SCEP Antimalware detection history view does not show accurate remediation detail
The v_AM_NormalizedDetectionHistory view in the SCCM database does not accurately reflect the RemediationType for detected threats. It almost always shows NoAction, even though the threat was quarantined or removed.
We are using this view to report status to our SIEM system, and our security team would prefer that it actually show how the threat was remediated.
Confirmed bug on SCCM 1806 (latest hotfix) with Win10 1809 and latest SCEP engine.
Unhappy SamWise commented
This problem still exists in CM 1810, with all hotfixes.
Santosh Seth commented
We are using SCCM 1806 and have handful of SCEP clients. Select * from v_AM_NormalizedDetectionHistory returns 74 records of which Remediation type of 50 is Quarantined. I have checked the remaining no action and did not find anything sucpicious. Please suggest if this has been removed?
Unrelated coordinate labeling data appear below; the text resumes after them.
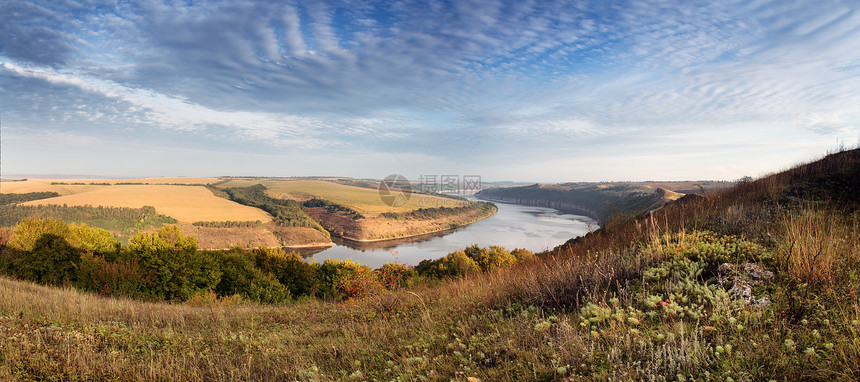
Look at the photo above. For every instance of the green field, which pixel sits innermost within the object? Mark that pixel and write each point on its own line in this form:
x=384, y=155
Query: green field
x=363, y=200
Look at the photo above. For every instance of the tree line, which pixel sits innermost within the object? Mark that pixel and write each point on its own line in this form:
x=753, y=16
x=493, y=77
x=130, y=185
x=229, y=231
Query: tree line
x=166, y=266
x=286, y=212
x=439, y=212
x=25, y=197
x=118, y=218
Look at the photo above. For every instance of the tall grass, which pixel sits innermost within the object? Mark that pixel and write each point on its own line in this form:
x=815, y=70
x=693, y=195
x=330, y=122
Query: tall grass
x=590, y=310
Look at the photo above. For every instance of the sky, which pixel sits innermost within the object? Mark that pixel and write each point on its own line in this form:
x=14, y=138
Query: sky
x=533, y=91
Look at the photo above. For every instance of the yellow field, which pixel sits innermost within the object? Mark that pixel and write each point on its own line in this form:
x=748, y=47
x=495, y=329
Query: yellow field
x=44, y=185
x=363, y=200
x=183, y=203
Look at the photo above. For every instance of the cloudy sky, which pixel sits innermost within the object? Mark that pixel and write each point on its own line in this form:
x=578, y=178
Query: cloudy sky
x=509, y=90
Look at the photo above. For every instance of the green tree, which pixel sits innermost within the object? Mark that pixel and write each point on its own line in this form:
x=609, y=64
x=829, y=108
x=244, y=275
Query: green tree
x=178, y=270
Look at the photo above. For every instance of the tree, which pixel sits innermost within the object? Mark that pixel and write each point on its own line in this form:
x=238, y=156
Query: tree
x=178, y=271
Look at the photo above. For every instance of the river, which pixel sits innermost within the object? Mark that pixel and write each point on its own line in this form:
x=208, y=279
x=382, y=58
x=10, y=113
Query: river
x=513, y=226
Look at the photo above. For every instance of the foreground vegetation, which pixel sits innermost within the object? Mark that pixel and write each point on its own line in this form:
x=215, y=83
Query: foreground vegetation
x=759, y=282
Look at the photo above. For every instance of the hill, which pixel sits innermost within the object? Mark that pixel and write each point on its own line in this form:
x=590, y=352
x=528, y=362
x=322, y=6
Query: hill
x=358, y=213
x=756, y=282
x=600, y=201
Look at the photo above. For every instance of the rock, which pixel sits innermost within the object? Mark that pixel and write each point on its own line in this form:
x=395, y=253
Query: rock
x=741, y=277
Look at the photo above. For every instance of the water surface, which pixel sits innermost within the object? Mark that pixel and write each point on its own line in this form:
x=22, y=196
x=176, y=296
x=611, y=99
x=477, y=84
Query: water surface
x=513, y=226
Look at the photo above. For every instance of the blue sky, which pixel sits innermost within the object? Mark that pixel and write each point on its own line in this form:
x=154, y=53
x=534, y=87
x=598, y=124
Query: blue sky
x=526, y=90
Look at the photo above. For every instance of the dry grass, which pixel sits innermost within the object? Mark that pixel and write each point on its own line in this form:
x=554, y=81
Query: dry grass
x=520, y=323
x=184, y=203
x=363, y=200
x=815, y=245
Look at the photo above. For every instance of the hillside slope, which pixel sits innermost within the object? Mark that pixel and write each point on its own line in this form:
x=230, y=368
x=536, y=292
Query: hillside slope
x=600, y=201
x=758, y=282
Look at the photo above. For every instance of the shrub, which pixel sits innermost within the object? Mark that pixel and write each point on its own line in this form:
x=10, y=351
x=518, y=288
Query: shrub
x=240, y=276
x=345, y=279
x=490, y=258
x=455, y=264
x=288, y=268
x=178, y=270
x=394, y=275
x=114, y=278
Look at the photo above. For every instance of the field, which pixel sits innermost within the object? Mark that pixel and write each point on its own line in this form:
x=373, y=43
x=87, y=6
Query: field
x=363, y=200
x=44, y=185
x=183, y=203
x=754, y=283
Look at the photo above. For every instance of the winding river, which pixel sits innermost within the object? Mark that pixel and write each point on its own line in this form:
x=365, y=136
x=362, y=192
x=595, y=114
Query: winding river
x=513, y=226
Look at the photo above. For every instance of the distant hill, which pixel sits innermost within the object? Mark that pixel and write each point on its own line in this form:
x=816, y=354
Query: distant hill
x=755, y=282
x=600, y=201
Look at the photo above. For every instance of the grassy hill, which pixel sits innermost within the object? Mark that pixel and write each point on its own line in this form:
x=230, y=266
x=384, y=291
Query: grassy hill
x=756, y=282
x=601, y=201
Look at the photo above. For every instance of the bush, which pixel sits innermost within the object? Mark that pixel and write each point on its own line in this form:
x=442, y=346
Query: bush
x=288, y=268
x=394, y=275
x=490, y=258
x=240, y=276
x=178, y=270
x=345, y=279
x=455, y=264
x=114, y=278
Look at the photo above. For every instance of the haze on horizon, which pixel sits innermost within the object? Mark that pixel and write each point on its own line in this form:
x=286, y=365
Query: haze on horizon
x=527, y=91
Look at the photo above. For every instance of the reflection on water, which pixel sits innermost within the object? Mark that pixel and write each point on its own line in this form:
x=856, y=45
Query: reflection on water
x=513, y=226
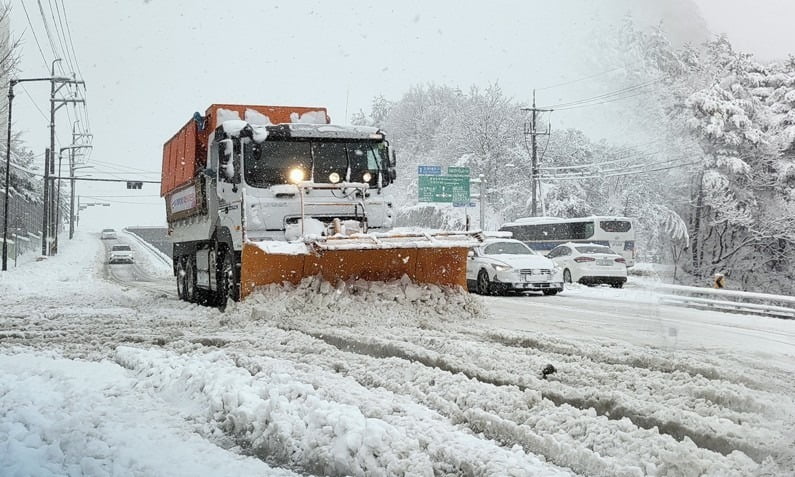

@Ben Ridley, we have a ticket with MS as well, and they say they can't find a reference to this bug. Do you have an Id of some kind that MS provided to track this bug ?
Bradley Fox commented
We are seeing the same issue, bump on fixing this as an alert is much less useful when I have to go to each machine to verify the malware was actually remediated.
Ben Ridley commented
Hi all, for anyone who is experiencing this issue, we raised a premier support ticket months ago. Eventually, the product development team confirmed the issue as a bug and have said it will be fixed in the next release.
I am currently dealing with the same issue.
We are experiencing this behavior as well. Exactly as stated, and the alerts show NoAction 95 percent of the time. We need more clear status on these. Defender is doing it's job, so we should see the remediation status reflect this.
I've also experienced this issue - And the alerts being sent out by Endpoint Protection almost always say "NoAction", when we check them closer they have been quarantined. Why is this?